祂同意書生的說法,但不代表願意讓別人這麼說自己的小徒弟。
畢竟是自己從小養到大的傢伙,還是有一些感情。
可書生不在乎了,只是無聲的嘆了口氣。
他抬起頭,目光掠過簷角,看向了霧濛濛的天空。
雨快停了,空氣清涼,遠處的天邊已經泛起澄澈的蔚藍。
下完雨總應該是一個大晴天,但書生覺得自己應該看不到下一個晴天。
因為他不想看。
也因為……他想死。
一隻災厄,想要結束自己的生命。
這件事聽起來有些匪夷所思,但這個書生的確是這麼想的。
而且不只是「囈語書生」自己,被困在黃粱歷史中輪迴的其他災厄們……也應該和它一樣,受夠了這一切,都產生了濃郁的自毀渴望。
而這一切,都拜這個輪迴劫的主角所賜。
他什麼都沒有做,但也已經做了最殘忍,最瘋狂的事情。
在沉默中瘋狂,在苦難中沉淪。
逾越萬載,一場沒有盡頭的賭局。
顧白水到底想做什麼?
老人在思考這個問題,
清醒過來的災厄書生,想到了答案。
這個輪迴劫的目的,是讓輪迴的主角,在迴圈往復永不休止的人生裡,馴服其他的九隻災厄。

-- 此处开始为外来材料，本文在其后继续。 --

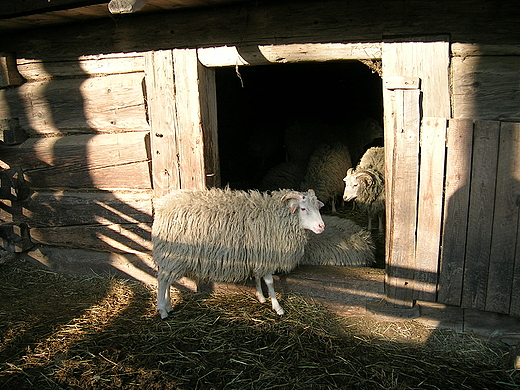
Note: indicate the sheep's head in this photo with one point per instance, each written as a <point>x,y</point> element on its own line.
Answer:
<point>308,207</point>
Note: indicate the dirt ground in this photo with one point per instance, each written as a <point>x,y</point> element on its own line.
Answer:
<point>99,332</point>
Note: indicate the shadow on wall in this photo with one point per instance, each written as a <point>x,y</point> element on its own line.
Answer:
<point>86,180</point>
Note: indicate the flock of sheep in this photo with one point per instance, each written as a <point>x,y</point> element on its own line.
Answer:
<point>231,235</point>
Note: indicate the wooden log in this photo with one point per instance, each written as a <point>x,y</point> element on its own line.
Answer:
<point>125,6</point>
<point>281,54</point>
<point>129,238</point>
<point>480,218</point>
<point>103,161</point>
<point>252,24</point>
<point>11,133</point>
<point>486,88</point>
<point>505,221</point>
<point>61,209</point>
<point>138,266</point>
<point>456,206</point>
<point>15,237</point>
<point>9,75</point>
<point>429,215</point>
<point>93,65</point>
<point>13,185</point>
<point>101,104</point>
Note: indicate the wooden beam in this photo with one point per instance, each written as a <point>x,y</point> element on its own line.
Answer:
<point>102,161</point>
<point>505,221</point>
<point>160,97</point>
<point>480,218</point>
<point>456,207</point>
<point>281,54</point>
<point>430,205</point>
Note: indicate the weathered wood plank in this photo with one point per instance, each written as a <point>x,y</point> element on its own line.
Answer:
<point>486,87</point>
<point>431,185</point>
<point>428,60</point>
<point>128,238</point>
<point>103,161</point>
<point>55,209</point>
<point>160,95</point>
<point>253,23</point>
<point>281,54</point>
<point>480,218</point>
<point>188,116</point>
<point>88,262</point>
<point>9,75</point>
<point>14,237</point>
<point>505,221</point>
<point>403,205</point>
<point>100,104</point>
<point>94,65</point>
<point>456,205</point>
<point>208,116</point>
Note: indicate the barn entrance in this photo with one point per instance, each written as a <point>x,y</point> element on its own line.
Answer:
<point>259,108</point>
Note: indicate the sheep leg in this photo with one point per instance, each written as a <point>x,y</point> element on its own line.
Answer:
<point>274,302</point>
<point>164,305</point>
<point>259,293</point>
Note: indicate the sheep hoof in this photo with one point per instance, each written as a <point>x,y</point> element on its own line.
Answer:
<point>163,313</point>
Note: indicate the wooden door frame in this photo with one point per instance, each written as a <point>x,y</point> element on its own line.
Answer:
<point>415,85</point>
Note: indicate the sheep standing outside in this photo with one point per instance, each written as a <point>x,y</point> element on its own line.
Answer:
<point>343,243</point>
<point>229,236</point>
<point>325,172</point>
<point>366,185</point>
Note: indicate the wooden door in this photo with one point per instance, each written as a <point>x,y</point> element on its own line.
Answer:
<point>416,108</point>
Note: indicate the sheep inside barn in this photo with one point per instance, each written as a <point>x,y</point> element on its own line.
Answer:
<point>229,236</point>
<point>256,110</point>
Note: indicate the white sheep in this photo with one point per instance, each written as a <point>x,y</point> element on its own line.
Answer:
<point>325,172</point>
<point>366,185</point>
<point>229,236</point>
<point>343,243</point>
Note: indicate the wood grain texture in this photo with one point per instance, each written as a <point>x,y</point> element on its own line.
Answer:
<point>456,207</point>
<point>103,161</point>
<point>505,221</point>
<point>486,87</point>
<point>430,202</point>
<point>480,218</point>
<point>160,95</point>
<point>113,103</point>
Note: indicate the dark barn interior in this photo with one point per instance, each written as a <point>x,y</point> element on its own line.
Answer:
<point>256,104</point>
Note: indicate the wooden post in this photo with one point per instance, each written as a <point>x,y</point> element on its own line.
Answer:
<point>456,206</point>
<point>181,99</point>
<point>160,97</point>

幾千年的時間,足夠讓幼生的災厄們成長健壯,但又不會孕育出動搖輪迴,反噬主人的意識和能力。
顧白水可以選擇一個合適的時間節點,把九個其他的人生結束掉,然後奴役輪迴裡的九隻災厄。
這是黃粱和輪迴劫裡最大的機緣,也是師傅留給徒弟的一份禮物。
奴役和馴服,是老人的想法。
很明顯,幾千年後,顧白水拒絕了。
他不想吃掉這些青澀稚嫩的災厄們。
災厄們想要自由的活著,想要一個完整的人生。
它們想要走出輪迴,變成一個真真正正有血有肉的人。
於是顧白水給了它們生命,給了它們活著的機會。
它們可以在輪迴裡成人,體驗和經歷人的一切,生老病死,愛恨離別。
顧白水陪伴著這些災厄,哺育著這些災厄,讓它們成長到最巔峰最龐大的階段……然後繼續下去。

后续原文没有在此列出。